Opinion: What politics can teach us about the investment trends of the future
It’s easy to get caught up in short term, news-driven moves in markets that last for one or two days before the next big thing comes along to rattle financial markets. Recently it has been the US-China trade spat and the big move lower in treasury yields that have knocked investor confidence. These events might drive markets in the short term, but the savviest investors keep their eyes on the bigger picture and are on the look-out for the epoch-defining trends of the future. These trends that may not have formed fully yet, they may not even have a name, but they will be the key drivers of wealth creation in the coming years.
Developing trends to watch out for
We think that a few of these trends are currently developing right now, which will have the power to drive consumption, corporate profits and equity markets in the next 5 years. In Minerva’s view, companies that can latch onto this trend will be the stand out performers of the future.
Why Brexit does not mean Brexit
This theme has been clearly evident in recent political elections. The first election where we saw the kernel for a new trend emerging was the 2016 EU referendum in the UK. The interesting part of that vote was not that the UK voted to leave the EU, it was the youth vote. The turnout for those aged 18-24 was staggering, according to Opinium and the LSE, at 64%, it was far higher than expected. Also, worth noting, 70% of this age group voted to stay in the EU.
What can we extrapolate from the Brexit results?
Firstly, young people are waking up to the political reality in the UK after decades of political inertia. Secondly, they don’t want Brexit. This means that even though the UK is set to leave the EU later this year, Brexit is not worth investing in for the long term. As the youth vote grows, and the older voters who voted to leave the EU die off, Brexit could easily be reversed. This also means, in our view, that Brexit supporting parties in the UK, such as the Conservative Party, possibly won’t exist in their current form in the coming years, allowing new political forces to take over.
But what does a vote to remain in the EU mean for financial markets?
It means liberal values and support for the freedom of movement of people, it also means that the isolationist politics that seem to take over in the UK these days is unlikely to last. The good news is that liberal values tend to be market positive. Thus, even if Brexit drags the UK’s economy into decline, this may not last once the youth population comes of age and takes over our political institutions.
Why the Trumps of the future could be kept out of office
I can hear some people cry, what about the US? Surely the election of Trump is a sign that populism is taking over the world? We would argue that the youth vote in the US is not as mobilised – yet- as it is in the UK. This is partly because first- and second-generation immigrants in the US, who may not speak English, or feel confident enough to vote in national elections, make up a vast majority of the US’s youth population. According to US based Migration Policy Institute, Mexicans make up the vast majority of immigrants to the US at 25%. The average age of immigrants in the US is higher than the overall population at 44.8 years, versus 36.2 years for the native born population, however, a significant share of under 18s in America are born to immigrants, which makes them a powerful voting force in the future, thus a Presidential candidate who shares the views of President Trump may not get far in the polls in the years to come.

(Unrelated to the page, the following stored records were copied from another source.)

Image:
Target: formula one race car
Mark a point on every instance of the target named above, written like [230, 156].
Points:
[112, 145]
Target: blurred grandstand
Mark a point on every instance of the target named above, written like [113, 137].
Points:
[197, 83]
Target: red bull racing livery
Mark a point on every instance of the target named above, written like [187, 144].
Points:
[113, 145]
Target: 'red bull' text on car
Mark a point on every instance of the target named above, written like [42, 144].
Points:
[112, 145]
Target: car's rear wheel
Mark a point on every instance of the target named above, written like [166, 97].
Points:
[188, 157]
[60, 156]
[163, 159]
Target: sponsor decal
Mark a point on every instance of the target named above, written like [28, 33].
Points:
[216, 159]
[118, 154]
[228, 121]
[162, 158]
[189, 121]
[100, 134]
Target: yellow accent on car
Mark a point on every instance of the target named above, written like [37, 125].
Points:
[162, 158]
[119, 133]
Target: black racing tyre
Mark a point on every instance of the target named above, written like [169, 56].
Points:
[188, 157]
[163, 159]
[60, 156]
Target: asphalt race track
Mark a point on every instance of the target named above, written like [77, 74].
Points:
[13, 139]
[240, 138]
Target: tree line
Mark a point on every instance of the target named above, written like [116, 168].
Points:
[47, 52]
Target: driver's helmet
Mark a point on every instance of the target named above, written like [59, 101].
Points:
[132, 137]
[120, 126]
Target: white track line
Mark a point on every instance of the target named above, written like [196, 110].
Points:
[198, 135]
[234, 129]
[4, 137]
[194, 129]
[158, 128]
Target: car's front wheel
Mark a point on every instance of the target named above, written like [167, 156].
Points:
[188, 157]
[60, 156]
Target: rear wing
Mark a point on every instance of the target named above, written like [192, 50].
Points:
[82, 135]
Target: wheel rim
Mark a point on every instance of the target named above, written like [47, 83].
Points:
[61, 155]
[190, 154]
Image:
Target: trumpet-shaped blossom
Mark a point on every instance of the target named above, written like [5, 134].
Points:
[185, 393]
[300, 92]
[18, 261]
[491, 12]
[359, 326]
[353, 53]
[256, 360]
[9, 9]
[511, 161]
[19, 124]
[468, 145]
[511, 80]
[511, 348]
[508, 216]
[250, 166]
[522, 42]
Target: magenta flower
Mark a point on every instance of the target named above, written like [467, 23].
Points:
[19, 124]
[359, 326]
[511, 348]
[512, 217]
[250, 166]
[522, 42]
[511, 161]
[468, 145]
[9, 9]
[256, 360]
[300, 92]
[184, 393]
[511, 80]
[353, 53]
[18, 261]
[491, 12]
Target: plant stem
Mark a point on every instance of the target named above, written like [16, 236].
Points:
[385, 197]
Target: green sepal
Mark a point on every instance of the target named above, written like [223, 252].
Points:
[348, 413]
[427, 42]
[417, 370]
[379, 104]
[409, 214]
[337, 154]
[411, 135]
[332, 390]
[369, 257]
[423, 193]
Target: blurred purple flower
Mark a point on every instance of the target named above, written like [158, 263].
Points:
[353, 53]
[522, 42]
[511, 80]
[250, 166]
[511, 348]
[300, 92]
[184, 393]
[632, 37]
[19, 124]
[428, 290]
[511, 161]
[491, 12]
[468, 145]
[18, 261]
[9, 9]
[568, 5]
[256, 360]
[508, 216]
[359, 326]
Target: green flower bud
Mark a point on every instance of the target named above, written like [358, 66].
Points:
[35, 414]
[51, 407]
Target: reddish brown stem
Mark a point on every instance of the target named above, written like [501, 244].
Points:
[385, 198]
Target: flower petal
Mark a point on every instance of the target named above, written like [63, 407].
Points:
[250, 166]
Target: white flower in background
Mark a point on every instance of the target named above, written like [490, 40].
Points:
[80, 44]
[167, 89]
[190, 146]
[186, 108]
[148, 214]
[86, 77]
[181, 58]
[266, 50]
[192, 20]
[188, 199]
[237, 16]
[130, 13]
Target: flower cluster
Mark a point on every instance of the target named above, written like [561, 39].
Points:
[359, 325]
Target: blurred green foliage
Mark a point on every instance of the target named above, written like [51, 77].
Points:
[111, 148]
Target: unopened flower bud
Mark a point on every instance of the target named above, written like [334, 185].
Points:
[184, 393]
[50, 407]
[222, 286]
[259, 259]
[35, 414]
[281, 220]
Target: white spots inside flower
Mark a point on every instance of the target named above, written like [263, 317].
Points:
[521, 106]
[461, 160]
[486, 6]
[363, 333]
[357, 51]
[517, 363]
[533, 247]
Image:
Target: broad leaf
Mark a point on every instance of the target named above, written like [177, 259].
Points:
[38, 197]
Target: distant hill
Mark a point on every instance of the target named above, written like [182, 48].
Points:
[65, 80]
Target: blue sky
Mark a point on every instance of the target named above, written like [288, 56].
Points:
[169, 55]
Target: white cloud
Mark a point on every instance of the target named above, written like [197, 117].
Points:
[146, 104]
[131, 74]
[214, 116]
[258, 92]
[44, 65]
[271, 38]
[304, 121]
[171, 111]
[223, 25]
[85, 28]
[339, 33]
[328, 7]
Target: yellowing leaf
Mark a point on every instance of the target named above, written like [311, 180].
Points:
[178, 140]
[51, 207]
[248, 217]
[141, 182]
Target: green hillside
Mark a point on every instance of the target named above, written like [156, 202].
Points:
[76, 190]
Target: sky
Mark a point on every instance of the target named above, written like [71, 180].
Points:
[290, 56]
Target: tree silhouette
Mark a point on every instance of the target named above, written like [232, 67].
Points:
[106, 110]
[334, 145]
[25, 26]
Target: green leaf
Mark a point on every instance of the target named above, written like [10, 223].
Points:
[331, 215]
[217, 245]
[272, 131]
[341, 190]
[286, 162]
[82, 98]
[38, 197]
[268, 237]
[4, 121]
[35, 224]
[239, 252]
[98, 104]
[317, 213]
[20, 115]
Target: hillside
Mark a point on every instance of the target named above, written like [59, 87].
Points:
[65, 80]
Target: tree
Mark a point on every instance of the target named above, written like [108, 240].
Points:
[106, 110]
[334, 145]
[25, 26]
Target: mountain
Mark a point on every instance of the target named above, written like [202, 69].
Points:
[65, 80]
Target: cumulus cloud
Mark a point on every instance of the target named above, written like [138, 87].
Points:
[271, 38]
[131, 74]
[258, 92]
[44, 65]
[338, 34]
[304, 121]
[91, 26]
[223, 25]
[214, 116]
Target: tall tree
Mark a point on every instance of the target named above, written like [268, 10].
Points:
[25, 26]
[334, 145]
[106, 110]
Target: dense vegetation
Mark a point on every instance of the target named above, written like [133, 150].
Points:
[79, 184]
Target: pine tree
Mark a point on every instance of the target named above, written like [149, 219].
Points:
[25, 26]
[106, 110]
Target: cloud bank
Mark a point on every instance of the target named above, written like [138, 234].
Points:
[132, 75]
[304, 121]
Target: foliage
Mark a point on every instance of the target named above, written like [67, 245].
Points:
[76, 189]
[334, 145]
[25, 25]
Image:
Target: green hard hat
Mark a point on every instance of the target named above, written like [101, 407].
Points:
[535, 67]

What markets may look like without Trump
Donald Trump’s policies have sent markets sky high, but his extreme policies are now starting to bite, and we could see markets tank during his tenure in the White House. If volatile characters inhabiting the White House, such as Donald Trump, lead to boom and bust market cycles, more moderate Presidents in the future may see volatility decline and future stock market performance in the US could be more even.
The second political event that could drive markets
The recent European Parliament elections may also have a big impact on the future of investing. Not only did the far-right extreme parties fail to gain a significant foothold in the European Parliament, super liberal Green parties did exceptionally well, coming in fourth place overall with a respectable 9.2% of the vote. This makes the Green parties a loud voice in Europe for the next 5 years.
Greens are the new kids on the block
From an investing point of view, the fact that European voters are moving towards the Greens means that we may see Europe focus on environmental policies in the coming years. Thus, the Paris accord on climate change is far from over. The focus on eliminating greenhouse gases, shifting to greener forms of energy, and support for more environmentally-friendly consumption patterns have the potential to impact a vast number of sectors in European stock markets including energy, mining, consumer goods and even telecoms. Companies that are seen as wasteful or environmentally damaging may suffer in the coming years. Social media companies could also be affected since some of them suck up advertising revenues thus encouraging rampant consumption, which we believe will become socially distasteful in the coming years.
Minerva believes that producers of biodegradable consumer goods, such as plastic packaging and other consumer items, could be the big winners in the stock markets a decade hence. Whereas firms that make single use plastic items, this includes toy makers and consumer goods companies such as Unilever, could struggle if they don’t shrink their environmental impact.
To conclude…
This article merely scratches the surface of this topic. Times are changing in Europe, and we believe that the US will catch up. The voters of tomorrow want liberal values to persist and they are more environmentally aware than any other generation. Financial markets have a lot of catching up to do, but the outlook is not as bleak as some will have you believe.